The Rogue Candidate

The Embarrassing Midlife Crisis of Steve Forbes, Rich White Guy

Yet AHGO has never been registered with the FEC. It's a nonprofit corporation registered with the New Jersey secretary of state. As such, it's never had to abide by fundraising limits that apply to PACs, nor is it subject to contributor disclosure requirements. And this worked well for Forbes, who raised more money in 1997-approximately $4 million-through AHGO than any other presidential hopeful did through their own PAC. Though Forbes once magnanimously declared he would "voluntarily" post a list of donors on AHGO's Web site, he never did. But, then, that's in keeping with standard Forbes practice as well. As a candidate, Forbes has advocated expansive electronic filing of tax returns, as well as what the Center for Responsive Politics characterizes as "full and prompt electronic disclosure of campaign finance records."

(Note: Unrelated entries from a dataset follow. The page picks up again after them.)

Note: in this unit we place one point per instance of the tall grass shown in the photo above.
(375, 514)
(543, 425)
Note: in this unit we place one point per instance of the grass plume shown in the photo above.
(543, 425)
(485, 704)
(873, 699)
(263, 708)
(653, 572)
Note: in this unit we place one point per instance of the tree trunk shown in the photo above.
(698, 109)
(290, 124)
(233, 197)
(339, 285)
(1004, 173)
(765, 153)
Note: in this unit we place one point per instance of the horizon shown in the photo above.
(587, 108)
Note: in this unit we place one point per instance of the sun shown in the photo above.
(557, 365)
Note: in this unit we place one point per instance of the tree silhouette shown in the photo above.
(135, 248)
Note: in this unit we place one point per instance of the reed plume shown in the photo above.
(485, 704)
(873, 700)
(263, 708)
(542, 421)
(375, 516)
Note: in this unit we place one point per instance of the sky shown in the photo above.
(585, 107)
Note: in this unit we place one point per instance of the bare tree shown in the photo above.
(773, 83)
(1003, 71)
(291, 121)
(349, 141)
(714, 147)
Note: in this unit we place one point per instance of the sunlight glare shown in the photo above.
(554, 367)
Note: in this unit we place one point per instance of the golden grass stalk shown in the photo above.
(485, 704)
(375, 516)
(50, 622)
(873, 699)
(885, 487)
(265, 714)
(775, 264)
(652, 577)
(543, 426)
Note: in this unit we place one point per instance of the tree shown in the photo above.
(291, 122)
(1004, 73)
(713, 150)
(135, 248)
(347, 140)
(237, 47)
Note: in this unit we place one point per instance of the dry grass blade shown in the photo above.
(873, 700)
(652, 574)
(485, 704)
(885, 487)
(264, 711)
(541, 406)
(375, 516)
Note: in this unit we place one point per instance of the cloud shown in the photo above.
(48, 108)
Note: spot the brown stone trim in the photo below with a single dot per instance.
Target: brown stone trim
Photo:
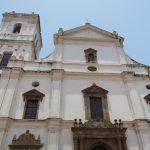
(109, 138)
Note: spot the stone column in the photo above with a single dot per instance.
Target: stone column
(81, 143)
(11, 77)
(119, 144)
(56, 92)
(53, 135)
(124, 144)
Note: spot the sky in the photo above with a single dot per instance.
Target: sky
(130, 18)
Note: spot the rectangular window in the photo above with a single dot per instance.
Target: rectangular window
(5, 59)
(31, 109)
(96, 109)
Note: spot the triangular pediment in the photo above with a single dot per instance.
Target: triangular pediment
(26, 141)
(33, 92)
(147, 98)
(89, 31)
(95, 89)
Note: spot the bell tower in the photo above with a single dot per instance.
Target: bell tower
(20, 34)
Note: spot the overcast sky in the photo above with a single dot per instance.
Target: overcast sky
(130, 18)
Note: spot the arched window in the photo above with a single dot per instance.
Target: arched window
(5, 59)
(17, 28)
(32, 99)
(26, 141)
(90, 55)
(96, 103)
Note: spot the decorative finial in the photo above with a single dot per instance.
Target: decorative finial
(87, 21)
(60, 31)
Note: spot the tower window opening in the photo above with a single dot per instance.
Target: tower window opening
(17, 28)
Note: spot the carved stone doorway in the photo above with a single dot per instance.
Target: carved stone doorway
(26, 141)
(99, 148)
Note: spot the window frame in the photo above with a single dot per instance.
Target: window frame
(95, 91)
(32, 95)
(25, 109)
(2, 59)
(90, 52)
(16, 26)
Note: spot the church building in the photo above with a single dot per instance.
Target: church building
(88, 94)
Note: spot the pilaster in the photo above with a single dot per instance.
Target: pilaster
(57, 78)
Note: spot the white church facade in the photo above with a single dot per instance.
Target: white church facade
(86, 95)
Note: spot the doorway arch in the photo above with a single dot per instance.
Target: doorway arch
(100, 146)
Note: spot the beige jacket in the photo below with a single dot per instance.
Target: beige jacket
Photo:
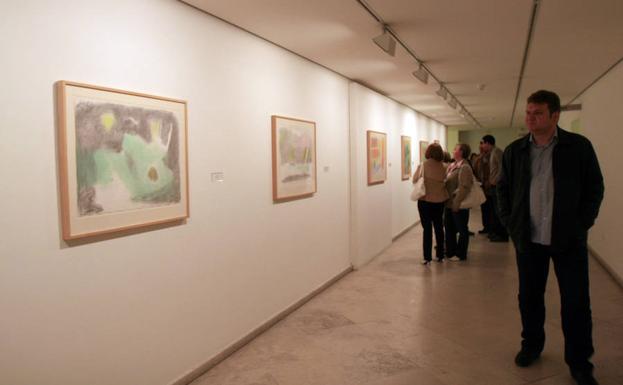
(495, 165)
(458, 183)
(434, 176)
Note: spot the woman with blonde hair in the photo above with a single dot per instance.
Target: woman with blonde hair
(459, 181)
(430, 206)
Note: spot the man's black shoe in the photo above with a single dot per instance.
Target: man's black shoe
(584, 378)
(497, 238)
(525, 358)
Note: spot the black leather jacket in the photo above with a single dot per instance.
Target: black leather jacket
(578, 190)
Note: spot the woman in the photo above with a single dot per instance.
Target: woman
(431, 205)
(459, 181)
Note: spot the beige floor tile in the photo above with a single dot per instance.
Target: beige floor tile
(397, 322)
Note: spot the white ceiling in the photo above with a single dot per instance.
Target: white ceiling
(462, 43)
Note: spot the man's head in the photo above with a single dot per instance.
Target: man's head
(542, 112)
(487, 143)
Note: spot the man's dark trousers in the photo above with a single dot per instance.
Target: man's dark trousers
(571, 267)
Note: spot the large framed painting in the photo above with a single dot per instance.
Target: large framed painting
(294, 158)
(377, 157)
(123, 161)
(423, 147)
(405, 157)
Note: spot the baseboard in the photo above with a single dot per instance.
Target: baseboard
(606, 266)
(403, 232)
(231, 349)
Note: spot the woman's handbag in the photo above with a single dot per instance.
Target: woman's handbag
(475, 197)
(419, 189)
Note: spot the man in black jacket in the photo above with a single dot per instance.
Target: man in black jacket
(549, 195)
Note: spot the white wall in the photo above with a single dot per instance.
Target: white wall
(503, 137)
(149, 307)
(381, 211)
(601, 118)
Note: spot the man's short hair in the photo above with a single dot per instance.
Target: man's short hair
(465, 150)
(546, 97)
(489, 139)
(434, 151)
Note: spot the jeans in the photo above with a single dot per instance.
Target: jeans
(571, 268)
(456, 223)
(431, 215)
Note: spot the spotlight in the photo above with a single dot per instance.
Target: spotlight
(421, 74)
(452, 103)
(386, 42)
(442, 92)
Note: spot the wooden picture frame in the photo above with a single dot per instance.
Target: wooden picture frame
(423, 147)
(405, 157)
(123, 159)
(293, 158)
(377, 157)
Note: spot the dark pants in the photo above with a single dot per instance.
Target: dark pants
(496, 225)
(431, 215)
(486, 210)
(571, 267)
(456, 223)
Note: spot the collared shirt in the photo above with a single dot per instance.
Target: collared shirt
(542, 191)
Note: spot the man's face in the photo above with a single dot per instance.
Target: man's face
(482, 147)
(485, 147)
(539, 120)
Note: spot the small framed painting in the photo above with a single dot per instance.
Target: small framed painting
(377, 157)
(423, 147)
(294, 158)
(122, 159)
(405, 156)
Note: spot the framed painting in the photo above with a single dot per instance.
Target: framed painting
(123, 161)
(377, 157)
(405, 157)
(294, 158)
(423, 147)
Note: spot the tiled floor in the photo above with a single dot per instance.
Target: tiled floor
(396, 322)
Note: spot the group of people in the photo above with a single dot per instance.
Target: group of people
(544, 191)
(447, 185)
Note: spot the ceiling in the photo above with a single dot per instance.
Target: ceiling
(489, 54)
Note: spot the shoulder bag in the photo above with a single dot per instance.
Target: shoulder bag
(419, 189)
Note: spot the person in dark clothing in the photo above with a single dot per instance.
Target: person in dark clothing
(549, 194)
(497, 232)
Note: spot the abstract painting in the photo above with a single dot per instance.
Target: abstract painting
(123, 161)
(377, 156)
(294, 158)
(423, 147)
(405, 156)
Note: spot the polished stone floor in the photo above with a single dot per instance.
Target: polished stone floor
(397, 322)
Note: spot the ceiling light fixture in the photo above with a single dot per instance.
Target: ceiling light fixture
(421, 74)
(452, 103)
(442, 92)
(386, 42)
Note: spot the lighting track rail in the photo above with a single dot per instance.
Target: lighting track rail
(388, 29)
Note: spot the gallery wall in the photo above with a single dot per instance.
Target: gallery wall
(382, 211)
(503, 137)
(600, 117)
(150, 306)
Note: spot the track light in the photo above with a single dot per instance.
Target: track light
(452, 103)
(442, 92)
(421, 74)
(386, 42)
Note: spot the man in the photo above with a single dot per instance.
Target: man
(497, 231)
(549, 195)
(481, 170)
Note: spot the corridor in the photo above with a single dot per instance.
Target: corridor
(397, 322)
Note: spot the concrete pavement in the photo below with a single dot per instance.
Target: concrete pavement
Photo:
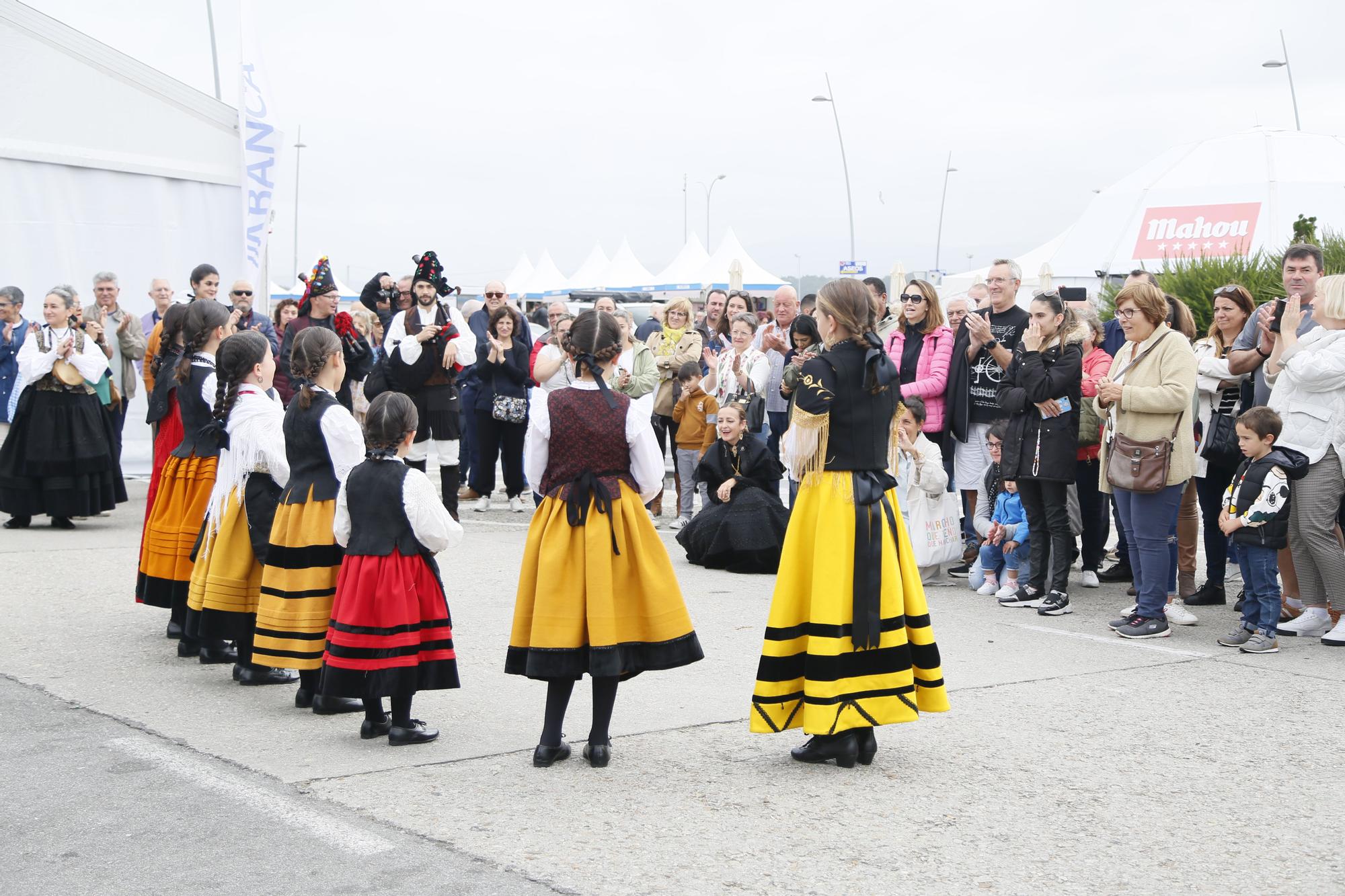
(1071, 762)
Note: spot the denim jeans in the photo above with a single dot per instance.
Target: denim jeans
(1261, 579)
(1151, 528)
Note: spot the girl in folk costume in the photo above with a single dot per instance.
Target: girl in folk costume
(323, 443)
(743, 526)
(186, 481)
(848, 641)
(60, 456)
(254, 469)
(391, 633)
(597, 592)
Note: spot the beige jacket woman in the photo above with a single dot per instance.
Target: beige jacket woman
(1155, 395)
(688, 349)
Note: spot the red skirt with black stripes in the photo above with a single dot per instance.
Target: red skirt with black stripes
(391, 634)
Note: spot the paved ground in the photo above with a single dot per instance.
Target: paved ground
(1071, 762)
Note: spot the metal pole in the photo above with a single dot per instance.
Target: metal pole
(215, 54)
(844, 165)
(1291, 72)
(938, 241)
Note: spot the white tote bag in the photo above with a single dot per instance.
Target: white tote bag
(935, 528)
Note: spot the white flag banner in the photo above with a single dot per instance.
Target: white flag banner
(262, 143)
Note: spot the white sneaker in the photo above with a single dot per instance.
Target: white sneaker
(1179, 615)
(1315, 623)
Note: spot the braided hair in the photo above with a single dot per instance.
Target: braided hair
(239, 354)
(313, 348)
(173, 322)
(204, 319)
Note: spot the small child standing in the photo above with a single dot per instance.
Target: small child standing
(1256, 517)
(391, 631)
(1007, 544)
(696, 413)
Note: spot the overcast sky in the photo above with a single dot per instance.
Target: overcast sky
(489, 130)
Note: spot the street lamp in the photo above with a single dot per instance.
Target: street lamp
(1277, 64)
(299, 149)
(938, 241)
(708, 192)
(845, 167)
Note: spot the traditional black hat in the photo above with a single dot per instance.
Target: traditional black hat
(318, 283)
(432, 272)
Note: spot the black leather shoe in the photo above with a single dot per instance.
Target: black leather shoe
(1117, 572)
(418, 733)
(599, 755)
(544, 756)
(369, 731)
(868, 745)
(844, 748)
(264, 676)
(1207, 595)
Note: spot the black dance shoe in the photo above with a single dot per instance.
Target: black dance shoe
(545, 756)
(416, 733)
(844, 748)
(369, 731)
(599, 755)
(264, 676)
(868, 745)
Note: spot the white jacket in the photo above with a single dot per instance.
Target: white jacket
(1309, 395)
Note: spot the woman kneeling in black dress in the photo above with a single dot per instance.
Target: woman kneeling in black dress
(744, 526)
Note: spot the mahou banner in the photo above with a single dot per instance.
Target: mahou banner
(1182, 232)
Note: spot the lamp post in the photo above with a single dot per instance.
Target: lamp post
(708, 192)
(938, 241)
(845, 167)
(299, 150)
(1289, 71)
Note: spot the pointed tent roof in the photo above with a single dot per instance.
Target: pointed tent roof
(547, 278)
(684, 272)
(591, 272)
(626, 272)
(716, 270)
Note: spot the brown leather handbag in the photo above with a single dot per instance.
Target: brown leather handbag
(1135, 464)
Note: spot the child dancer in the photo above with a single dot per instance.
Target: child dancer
(186, 482)
(323, 443)
(391, 633)
(597, 594)
(247, 428)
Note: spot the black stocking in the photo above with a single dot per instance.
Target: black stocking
(605, 700)
(558, 698)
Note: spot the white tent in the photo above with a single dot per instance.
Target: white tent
(1217, 197)
(590, 275)
(626, 272)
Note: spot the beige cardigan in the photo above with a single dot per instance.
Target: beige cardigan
(1153, 395)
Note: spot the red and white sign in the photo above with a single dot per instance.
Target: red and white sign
(1191, 232)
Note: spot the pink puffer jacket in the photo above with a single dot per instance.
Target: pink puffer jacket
(931, 372)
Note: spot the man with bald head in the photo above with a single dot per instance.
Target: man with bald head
(470, 382)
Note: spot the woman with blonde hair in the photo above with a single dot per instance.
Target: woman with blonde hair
(848, 642)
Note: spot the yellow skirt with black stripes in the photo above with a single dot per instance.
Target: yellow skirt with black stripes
(599, 599)
(810, 674)
(298, 585)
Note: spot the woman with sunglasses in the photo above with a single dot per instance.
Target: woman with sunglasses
(922, 350)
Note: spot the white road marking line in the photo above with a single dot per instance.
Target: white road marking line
(1116, 641)
(287, 810)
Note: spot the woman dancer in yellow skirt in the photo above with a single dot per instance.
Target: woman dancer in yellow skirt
(848, 642)
(186, 482)
(597, 594)
(227, 580)
(323, 443)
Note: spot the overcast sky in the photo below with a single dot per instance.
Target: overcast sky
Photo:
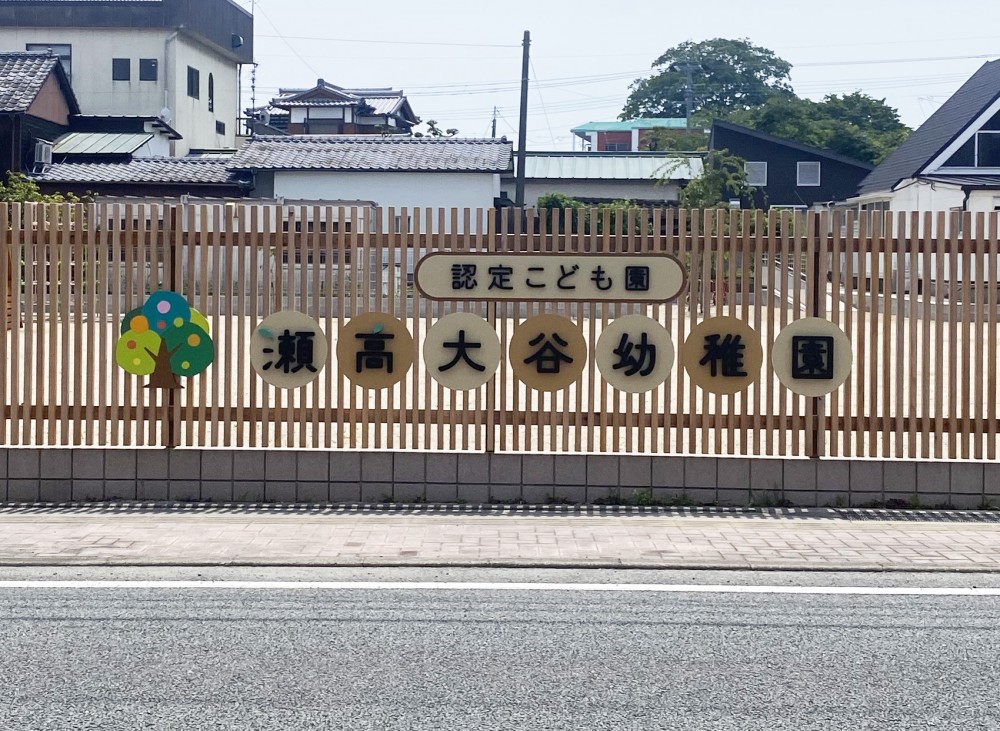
(458, 59)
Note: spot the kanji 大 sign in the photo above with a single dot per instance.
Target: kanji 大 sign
(564, 277)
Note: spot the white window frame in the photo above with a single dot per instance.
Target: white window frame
(798, 174)
(750, 179)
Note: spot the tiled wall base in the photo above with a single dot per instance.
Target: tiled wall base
(60, 475)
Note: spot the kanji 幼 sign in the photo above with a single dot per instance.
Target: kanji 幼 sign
(565, 277)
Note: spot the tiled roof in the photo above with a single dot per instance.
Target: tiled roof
(373, 153)
(610, 166)
(383, 100)
(928, 140)
(167, 170)
(22, 75)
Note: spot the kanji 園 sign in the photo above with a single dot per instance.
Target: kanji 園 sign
(635, 353)
(564, 277)
(722, 355)
(547, 352)
(462, 351)
(374, 350)
(812, 357)
(288, 349)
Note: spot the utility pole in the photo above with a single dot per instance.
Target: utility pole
(522, 132)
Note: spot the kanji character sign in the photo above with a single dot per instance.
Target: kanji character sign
(461, 351)
(812, 356)
(547, 352)
(288, 349)
(374, 350)
(723, 355)
(635, 353)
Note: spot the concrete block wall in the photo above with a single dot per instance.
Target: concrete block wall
(217, 475)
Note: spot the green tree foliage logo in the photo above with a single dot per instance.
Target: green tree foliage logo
(165, 339)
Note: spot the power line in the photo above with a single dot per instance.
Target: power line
(391, 43)
(541, 102)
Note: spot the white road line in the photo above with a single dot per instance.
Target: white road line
(504, 586)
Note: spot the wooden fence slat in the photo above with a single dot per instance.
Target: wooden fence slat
(907, 289)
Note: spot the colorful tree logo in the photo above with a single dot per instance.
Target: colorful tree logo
(165, 339)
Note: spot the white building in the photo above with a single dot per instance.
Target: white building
(646, 178)
(175, 59)
(399, 172)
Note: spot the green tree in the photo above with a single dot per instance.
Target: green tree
(723, 178)
(22, 189)
(164, 339)
(855, 125)
(731, 74)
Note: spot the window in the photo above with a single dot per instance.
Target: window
(194, 83)
(147, 69)
(63, 51)
(756, 173)
(121, 69)
(807, 174)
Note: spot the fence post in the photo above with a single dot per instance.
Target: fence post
(171, 226)
(817, 441)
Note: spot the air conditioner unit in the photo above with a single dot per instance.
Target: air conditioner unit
(43, 152)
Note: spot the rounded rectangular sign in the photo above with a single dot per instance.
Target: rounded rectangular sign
(558, 277)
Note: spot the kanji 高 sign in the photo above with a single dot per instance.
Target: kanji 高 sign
(564, 277)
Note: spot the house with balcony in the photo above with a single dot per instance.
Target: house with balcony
(630, 135)
(176, 60)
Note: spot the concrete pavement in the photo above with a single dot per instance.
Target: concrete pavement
(269, 535)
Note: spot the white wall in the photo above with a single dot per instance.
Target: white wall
(191, 116)
(924, 196)
(424, 190)
(984, 201)
(97, 93)
(615, 189)
(92, 51)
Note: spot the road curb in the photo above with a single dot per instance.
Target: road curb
(963, 568)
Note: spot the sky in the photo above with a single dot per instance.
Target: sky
(457, 60)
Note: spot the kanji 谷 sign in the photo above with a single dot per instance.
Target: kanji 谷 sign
(812, 357)
(722, 355)
(566, 277)
(461, 351)
(374, 350)
(547, 352)
(288, 349)
(635, 353)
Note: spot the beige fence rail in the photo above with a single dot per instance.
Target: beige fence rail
(916, 294)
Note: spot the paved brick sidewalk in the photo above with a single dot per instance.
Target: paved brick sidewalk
(238, 537)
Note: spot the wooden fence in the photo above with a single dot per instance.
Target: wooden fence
(915, 293)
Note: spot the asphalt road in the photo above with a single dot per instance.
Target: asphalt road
(166, 657)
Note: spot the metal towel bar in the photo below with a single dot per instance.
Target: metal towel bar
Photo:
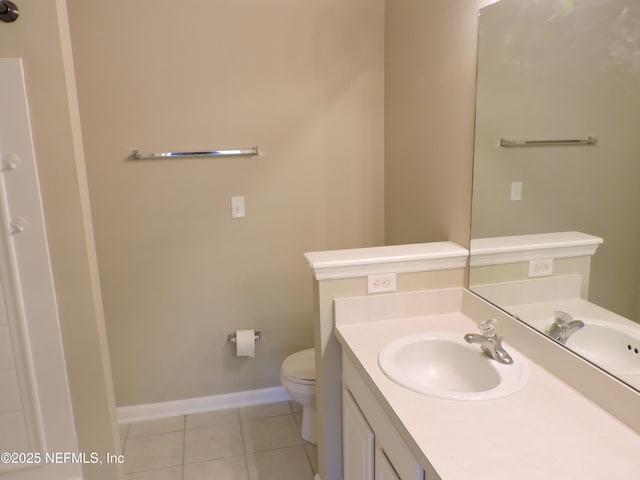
(535, 143)
(137, 155)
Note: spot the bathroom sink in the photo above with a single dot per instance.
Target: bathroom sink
(443, 365)
(614, 347)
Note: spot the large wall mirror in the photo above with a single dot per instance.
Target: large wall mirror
(556, 185)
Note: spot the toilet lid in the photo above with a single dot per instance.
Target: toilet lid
(300, 367)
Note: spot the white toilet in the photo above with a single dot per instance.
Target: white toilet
(298, 377)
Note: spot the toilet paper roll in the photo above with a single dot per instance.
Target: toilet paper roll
(246, 343)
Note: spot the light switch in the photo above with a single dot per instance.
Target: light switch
(237, 207)
(516, 191)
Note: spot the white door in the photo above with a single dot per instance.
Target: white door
(37, 436)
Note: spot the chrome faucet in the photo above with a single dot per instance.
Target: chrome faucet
(489, 342)
(563, 327)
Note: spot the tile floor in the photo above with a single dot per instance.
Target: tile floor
(251, 443)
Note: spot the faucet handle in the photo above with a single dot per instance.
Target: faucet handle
(488, 327)
(563, 318)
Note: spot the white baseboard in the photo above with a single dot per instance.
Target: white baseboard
(152, 411)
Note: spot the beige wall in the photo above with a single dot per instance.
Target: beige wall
(430, 50)
(304, 82)
(575, 77)
(40, 38)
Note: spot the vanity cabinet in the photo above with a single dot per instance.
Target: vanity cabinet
(372, 447)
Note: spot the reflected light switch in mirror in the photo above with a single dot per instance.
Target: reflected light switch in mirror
(516, 191)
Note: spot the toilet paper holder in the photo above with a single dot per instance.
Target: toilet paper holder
(231, 337)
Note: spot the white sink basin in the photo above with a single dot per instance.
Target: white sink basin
(444, 365)
(614, 347)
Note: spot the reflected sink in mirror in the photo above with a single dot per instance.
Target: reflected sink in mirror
(614, 347)
(443, 365)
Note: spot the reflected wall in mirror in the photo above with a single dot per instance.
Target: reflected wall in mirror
(556, 226)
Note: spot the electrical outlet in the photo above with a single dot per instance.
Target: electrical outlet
(381, 283)
(541, 268)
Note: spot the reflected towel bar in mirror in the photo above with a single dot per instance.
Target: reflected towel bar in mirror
(137, 155)
(539, 143)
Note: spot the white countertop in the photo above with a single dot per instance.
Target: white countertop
(545, 431)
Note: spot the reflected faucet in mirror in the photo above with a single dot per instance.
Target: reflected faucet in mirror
(563, 327)
(554, 70)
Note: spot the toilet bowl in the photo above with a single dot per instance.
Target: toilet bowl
(298, 377)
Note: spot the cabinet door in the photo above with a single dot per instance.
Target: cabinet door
(384, 470)
(357, 441)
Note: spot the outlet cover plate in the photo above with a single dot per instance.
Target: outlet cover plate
(541, 268)
(381, 283)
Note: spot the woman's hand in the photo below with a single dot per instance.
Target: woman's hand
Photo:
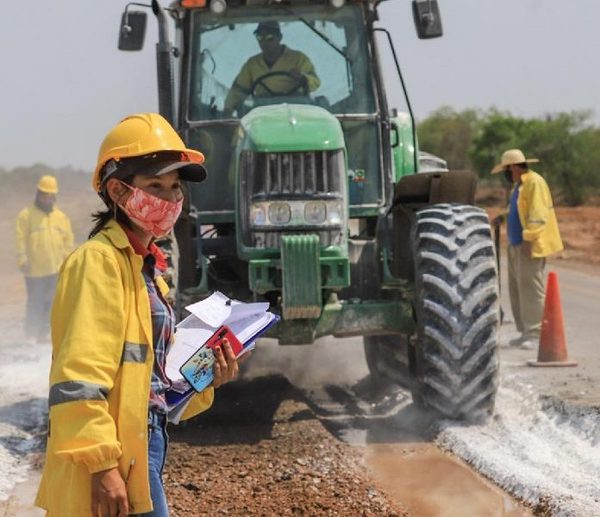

Though he proudly kicked off his campaign on the Internet, guess who didn't file electronically to the FEC, thus making citizen access to an accounting of Forbes's war chest more difficult? Of the just over $2 million in individual contributions of over $200 (that's 10.8 percent of what's in Forbes's coffers), fully one quarter of those are bereft of donor identification. Not that it matters that much, though; almost 80 percent of Steve Forbes's campaign money comes from Steve Forbes. Yet unlike Perot, who simply gave himself the money, Forbes technically loans himself the money-if he wants, he can use his campaign contributions, however paltry, to pay himself back.

Even so, perhaps, for the sake of the polity, his dignity, and his financial holdings, Steve should have emulated Daddy and just bought himself a Harley.